Turkey sticks with 50% policy rate for seventh straight month

Turkey sticks with 50% policy rate for seventh straight month
*ENAG is an Istanbul-based inflation research group formed by Turkish economists. / bne IntelliNews
By Akin Nazli in Belgrade October 17, 2024

The monetary policy committee (MPC) of Turkey’s central bank on October 17 kept its policy rate unchanged at 50% for the seventh straight month in line with market expectations (chart).

In September, the underlying trend of inflation posted a slight increase, the authority noted in a press release, adding that the uncertainty regarding the pace of improvement in inflation has increased in light of incoming data.

Core goods inflation remains low while the MPC still expects improvement in services inflation to occur in the last quarter.

However, inflation expectations and pricing behaviour continue to pose risks to the disinflation process, according to the authority.

The MPC will keep its tight stance until a significant and sustained decline in the underlying trend of monthly inflation is observed and inflation expectations converge to the projected forecast range.

Easing expectations delayed

The next MPC meeting is scheduled for November 21. The rate-setters at this point look poised to again stick with the 50% benchmark.

In the current circumstances, expectations regarding the beginning of the easing cycle have been delayed from 4Q24 to 1Q25.

On November 29, TUIK will release its official GDP data for 3Q24. Figures that declare a technical recession has taken hold are on the cards.

Central bank tracks monthly inflation

On October 3,  the Turkish Statistical Institute (TUIK, or TurkStat) said that Turkey’s consumer price index (CPI) inflation officially stood at 49% y/y in September versus 52% y/y in August.

TUIK also posted monthly official inflation of 2.97% for September after releasing 2.47% for August while also releasing seasonally-adjusted inflation of 2.80% for September and 2.83% for August.

In the coming months, TUIK is set to deliver further outcomes in the 1-2%s for the official monthly headline indicator.

The central bank also tracks inflation expectations via its monthly "Sectoral Inflation Expectations" and "Survey of Market Participants" releases.

End-2024 inflation at above 42% y/y

On August 8, Turkey’s central bank kept its end-2024 official inflation "target" unchanged at 38% in its latest quarterly inflation report.

The upper boundary of the forecast range was also left unchanged at 42%.
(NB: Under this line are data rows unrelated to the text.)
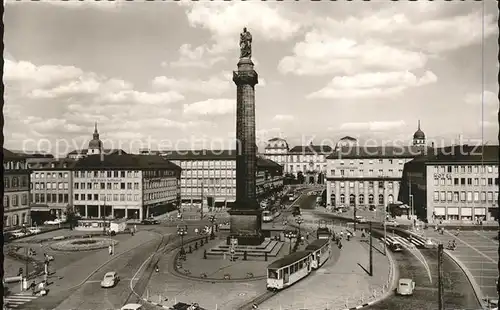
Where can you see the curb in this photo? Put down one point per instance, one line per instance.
(470, 277)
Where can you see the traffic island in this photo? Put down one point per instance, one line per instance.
(197, 264)
(83, 244)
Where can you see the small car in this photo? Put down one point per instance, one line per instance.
(53, 222)
(110, 279)
(150, 221)
(360, 219)
(392, 223)
(405, 287)
(132, 307)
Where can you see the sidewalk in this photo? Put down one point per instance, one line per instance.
(337, 285)
(74, 274)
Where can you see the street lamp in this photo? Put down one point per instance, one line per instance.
(212, 234)
(290, 235)
(299, 221)
(182, 231)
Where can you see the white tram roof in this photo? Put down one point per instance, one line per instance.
(288, 260)
(317, 244)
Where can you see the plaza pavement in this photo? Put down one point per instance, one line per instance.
(340, 283)
(478, 252)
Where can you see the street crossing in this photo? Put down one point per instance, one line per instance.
(15, 301)
(408, 242)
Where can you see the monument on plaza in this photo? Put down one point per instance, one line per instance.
(245, 214)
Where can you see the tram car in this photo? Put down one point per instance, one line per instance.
(288, 270)
(320, 250)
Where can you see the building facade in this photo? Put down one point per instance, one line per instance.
(125, 186)
(366, 176)
(95, 147)
(16, 190)
(209, 177)
(456, 183)
(51, 188)
(308, 161)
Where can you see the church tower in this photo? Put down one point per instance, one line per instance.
(95, 145)
(419, 137)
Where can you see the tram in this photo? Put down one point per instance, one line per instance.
(320, 250)
(288, 270)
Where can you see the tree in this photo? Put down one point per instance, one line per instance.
(300, 177)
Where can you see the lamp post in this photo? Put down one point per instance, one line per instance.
(299, 221)
(182, 231)
(212, 233)
(290, 235)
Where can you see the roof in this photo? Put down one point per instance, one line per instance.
(104, 151)
(125, 161)
(311, 149)
(317, 244)
(288, 260)
(460, 154)
(388, 151)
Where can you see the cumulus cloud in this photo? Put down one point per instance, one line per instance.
(372, 126)
(264, 20)
(487, 98)
(211, 107)
(215, 85)
(283, 117)
(370, 85)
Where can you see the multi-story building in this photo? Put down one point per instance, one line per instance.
(210, 176)
(16, 190)
(95, 147)
(455, 183)
(308, 161)
(125, 186)
(369, 176)
(51, 188)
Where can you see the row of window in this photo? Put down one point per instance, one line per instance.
(466, 169)
(370, 185)
(465, 181)
(381, 173)
(50, 198)
(49, 185)
(464, 196)
(13, 200)
(50, 175)
(106, 197)
(371, 162)
(14, 182)
(361, 199)
(107, 185)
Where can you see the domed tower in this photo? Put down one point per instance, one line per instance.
(419, 137)
(95, 145)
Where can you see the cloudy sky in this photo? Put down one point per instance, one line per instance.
(161, 72)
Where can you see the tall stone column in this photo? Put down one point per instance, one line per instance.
(246, 222)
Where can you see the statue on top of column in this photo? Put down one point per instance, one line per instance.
(245, 44)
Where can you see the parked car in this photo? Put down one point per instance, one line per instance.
(53, 222)
(392, 223)
(405, 287)
(360, 219)
(110, 279)
(150, 221)
(132, 307)
(34, 230)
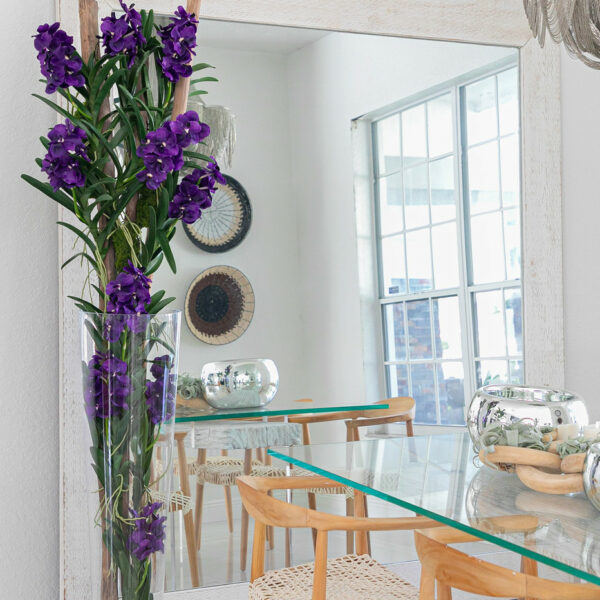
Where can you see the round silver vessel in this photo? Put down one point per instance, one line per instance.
(509, 403)
(244, 383)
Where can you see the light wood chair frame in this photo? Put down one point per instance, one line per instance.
(400, 409)
(269, 511)
(450, 568)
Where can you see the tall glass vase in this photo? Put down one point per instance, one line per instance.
(129, 367)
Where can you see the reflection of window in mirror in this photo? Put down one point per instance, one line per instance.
(448, 241)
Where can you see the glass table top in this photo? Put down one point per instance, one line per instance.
(278, 407)
(439, 477)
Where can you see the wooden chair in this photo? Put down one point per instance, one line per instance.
(345, 578)
(400, 410)
(450, 568)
The inflation report also reiterated that average "seasonally-adjusted" official monthly inflation would decline to 2.5% in 3Q24 (realisation: 3.06%) and to below 1.5% in 4Q24.

On November 8, the central bank will release its next inflation report and updated forecasts.

As things stand, the Erdogan regime is getting ready to release an official inflation figure at above 42% y/y for December.

ECB delivers another 25bp cut

Looking at the global markets, the European Central Bank (ECB) on October 17 delivered another 25bp cut.

So far, the ECB has delivered three rate cuts that have brought its deposit facility rate to 3.25%. It stood at 4.00% in September 2023, 3.75% on June 12 and 3.50% on September 18.

The Federal Reserve (Fed) is also expected to introduce another 25bp rate cut at its next open market committee meeting, set to be held on November 7.

So far in its easing, the Fed has delivered a cut amounting to 50bp. It brought the upper limit of its federal funds target range to 5.00% on September 18 from 5.50% in July 2023.

Turkey’s CDS remain below the 300-level, while the yield on the Turkish government’s 10-year eurobonds remains below the 7%-level.

The possibility of some "short-breathed" turbulence at the beginning of November (due to seasonal fluctuations prior to the beginning of the new year rally along with the presidential elections in the US scheduled for November 5) should not be excluded. 

However, with the beginning of the new year rally, the easing atmosphere will be more strongly felt.

Smooth nominal devaluation, real appreciation

Since end-August, the Erdogan administration has turned to its straight-line policy in the USD/TRY rate. The pair is currently drawing a line around the 34-level.

With September, carry trade inflows and eurobond sales resumed. There is now a short window ahead for renewed inflows prior to the possible shake-up in November.

As things stand, the Erdogan administration's smooth nominal devaluation and real lira appreciation policy remains on track.